The opening act of this desk was one of aesthetics fuelled by scores of Instagram ads and “X things to buy for your WFH desk” listicles. But as hours bled into days into Sisyphean weeks, its mise en scène has changed.
Potted plants have made way for legal pads; the pretty bowed out while the practical took up space. A terrarium has been rudely nudged to the end of the desk to make space for a sleek lamp and a huge monitor — aesthetically uncomfortable but practically, a blessing. The wood is lighter where the eastern sunlight claimed it day after day. This is a desk for grown-ups, for people who appreciate ergonomics, who don’t sit folded into their too-large chair like an Indian pretzel, who have their shit together.

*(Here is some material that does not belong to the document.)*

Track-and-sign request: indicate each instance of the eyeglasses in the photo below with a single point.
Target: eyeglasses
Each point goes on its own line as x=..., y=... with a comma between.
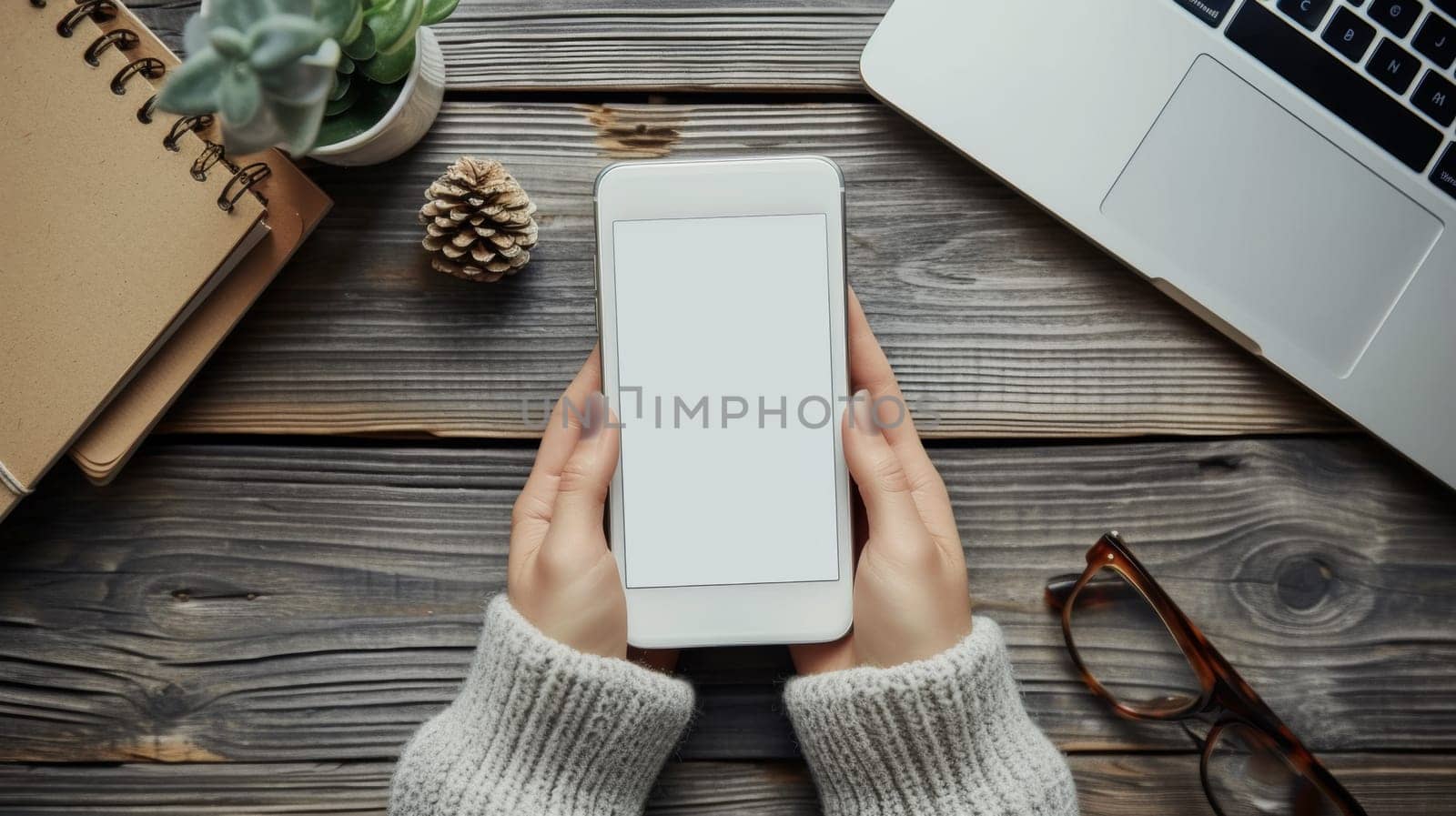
x=1140, y=653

My other, non-corporate desk, is a much closer reflection of who I feel I am — and hence a far cry from beautiful WFH vignettes in glossy magazines. This is my creative desk, a place I like to think is unsullied by capitalist demands and ventures. My notebooks are carelessly piled up against a pin-up board littered with posters, postcards, and post. The whorls in the wood might well have holes in them for how many times they’ve been pinned under my gaze while my mind was in overdrive. Stains speak of long hours spent over a chicken-scratch covered notebook. The etches are a cartograph of creative moments so inspired that property damage could not be further from the mind. It is a space for chaos and of chaos.
What do you find beautiful? Anything in which you can see the artist’s hand or the artist’s mind.
— Hanya Yanagihara, in an interview for The Guardian
Over time, I’ve parted ways with many a desk, but the fantasy of a creative space—one that channels pure creative force—is alive and kicking in my mind.
“When I imagine you writing,” my friend once said to me, “I see you sitting at a heavy desk, hunched over a typewriter with a glass of whiskey by your hand”. I think I continue to disappoint him on that front, writing most of my missives on a state-of-the-art laptop and sustained by the Switzerland of drinks, ginger ale.
Nevertheless, the image of a whiskey-drinking, typewriter-using writer at a heavy-set desk in an atmospheric room has tacked itself onto my mental mood board of creative spaces. A Lord Asriel kind of room; the likes of which rich men retired to in Jane Austen novels. Only instead of a heavyset man behind a heavyset desk, there would be me: a slight, wiry woman peering owlishly from behind oversized eyeglasses and a large tome.
One day, when I’m confident enough to get away with being pretentious and steadfastly Romantic (with a capital R), I will bring that vignette to life.